Finding the Position(s) of Particle Oscillation

[rude man]

FBD stands for "Free Body Diagram", the acronym is widely used in PF. If one draws a FBD, it is easy to see that there is an equilibrium point at which the net force is zero and with respect to which the net torque is also zero. With respect to that point, angular momentum is conserved and the mass executes one dimensional harmonic motion. The amplitude can be found by energy conservation without solving an ODE. My question was how to interpret "the position between which the particle oscillates". It seems that two position vectors relative to the given origin are required to answer the question and we already know one of them.

From this viewpoint I would say the position vectors are (0,0) and ($x_0$, $y_0$) since the locus is of the form $x = k_1y + k_2$
where $k_1$ is fully described by $x_0$ and $y_0$ and $k_2$ is a constant independent of $x_0$ or $y_0$. Cf. my post # 30.

 

[SammyS]

Yet if one looks at the figure in post #1 one must agree that there is a torque about point O at the time of release. Thus there is need of a third equation linking the torque to the angular acceleration. The question then is how to interpret the statement "Find the position between which the particle oscillates and period of the oscillations" when the motion takes place in a plane. It is possible to find $r_{max}$ and $r_{min}$ from the equilibrium point $[F/k, 0]$ using energy conservation and a FBD when the radial component of the velocity is zero.
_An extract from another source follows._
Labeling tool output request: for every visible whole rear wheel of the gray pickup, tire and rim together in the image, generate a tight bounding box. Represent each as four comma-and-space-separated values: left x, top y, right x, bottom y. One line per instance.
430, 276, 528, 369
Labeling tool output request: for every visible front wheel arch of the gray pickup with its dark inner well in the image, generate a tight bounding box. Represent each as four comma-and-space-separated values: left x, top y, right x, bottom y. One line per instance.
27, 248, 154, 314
It is interesting to note that this is the first post in the thread to mention that the stated question includes the task of finding the position(s) between which the particle oscillates.

With the equilibrium position of the system being the point $\ \left(\dfrac{F}{k} , 0 \right)\,,\$ the remaining position is easy to find, assuming that the particle is released from rest at position $\left(x_0 , y_0 \right)$ .

 

[rude man]

It is interesting to note that this is the first post in the thread to mention that the stated question includes the task of finding the position(s) between which the particle oscillates.
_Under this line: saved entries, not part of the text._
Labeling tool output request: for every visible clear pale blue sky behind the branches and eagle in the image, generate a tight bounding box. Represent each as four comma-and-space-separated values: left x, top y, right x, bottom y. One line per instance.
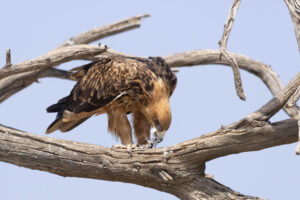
0, 0, 300, 200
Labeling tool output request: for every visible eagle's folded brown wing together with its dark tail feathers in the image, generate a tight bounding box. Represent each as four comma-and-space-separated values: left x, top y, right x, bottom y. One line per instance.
46, 57, 156, 133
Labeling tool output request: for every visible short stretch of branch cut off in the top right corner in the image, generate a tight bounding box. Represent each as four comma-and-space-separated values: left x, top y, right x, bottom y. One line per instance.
284, 0, 300, 51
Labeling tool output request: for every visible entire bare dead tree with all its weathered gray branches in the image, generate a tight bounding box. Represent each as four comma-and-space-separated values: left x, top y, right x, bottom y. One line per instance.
0, 0, 300, 200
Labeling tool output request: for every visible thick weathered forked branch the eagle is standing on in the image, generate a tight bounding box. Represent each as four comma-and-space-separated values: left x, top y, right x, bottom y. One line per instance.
0, 119, 298, 199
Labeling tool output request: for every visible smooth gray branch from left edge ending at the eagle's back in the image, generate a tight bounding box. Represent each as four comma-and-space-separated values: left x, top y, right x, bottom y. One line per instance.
0, 45, 106, 80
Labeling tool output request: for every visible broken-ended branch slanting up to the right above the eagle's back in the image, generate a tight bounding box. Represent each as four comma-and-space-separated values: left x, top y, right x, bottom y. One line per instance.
58, 14, 150, 48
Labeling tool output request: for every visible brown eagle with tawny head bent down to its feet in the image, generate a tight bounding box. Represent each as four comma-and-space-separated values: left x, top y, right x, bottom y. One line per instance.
46, 56, 177, 151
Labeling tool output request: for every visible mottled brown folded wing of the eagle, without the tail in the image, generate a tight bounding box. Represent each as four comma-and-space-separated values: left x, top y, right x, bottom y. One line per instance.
68, 57, 155, 113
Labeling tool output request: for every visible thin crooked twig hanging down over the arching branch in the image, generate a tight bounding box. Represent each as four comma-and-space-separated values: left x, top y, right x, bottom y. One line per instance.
219, 0, 246, 100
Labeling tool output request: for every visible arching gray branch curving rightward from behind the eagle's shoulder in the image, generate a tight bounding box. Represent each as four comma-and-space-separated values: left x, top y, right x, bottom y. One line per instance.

With the equilibrium position of the system being the point $\ \left(\dfrac{F}{k} , 0 \right)\,,\$ the remaining position is easy to find, assuming that the particle is released from rest at position $\left(x_0 , y_0 \right)$ .

Quite so. Since only the extrema were asked for.
We can derive two equations:
one, conservation of energy between the two extrema (x0,y0) and (x1,y1).
two, net forces along x = 0 at (x1,y1).
That does neatly avoid having to solve the ODEs.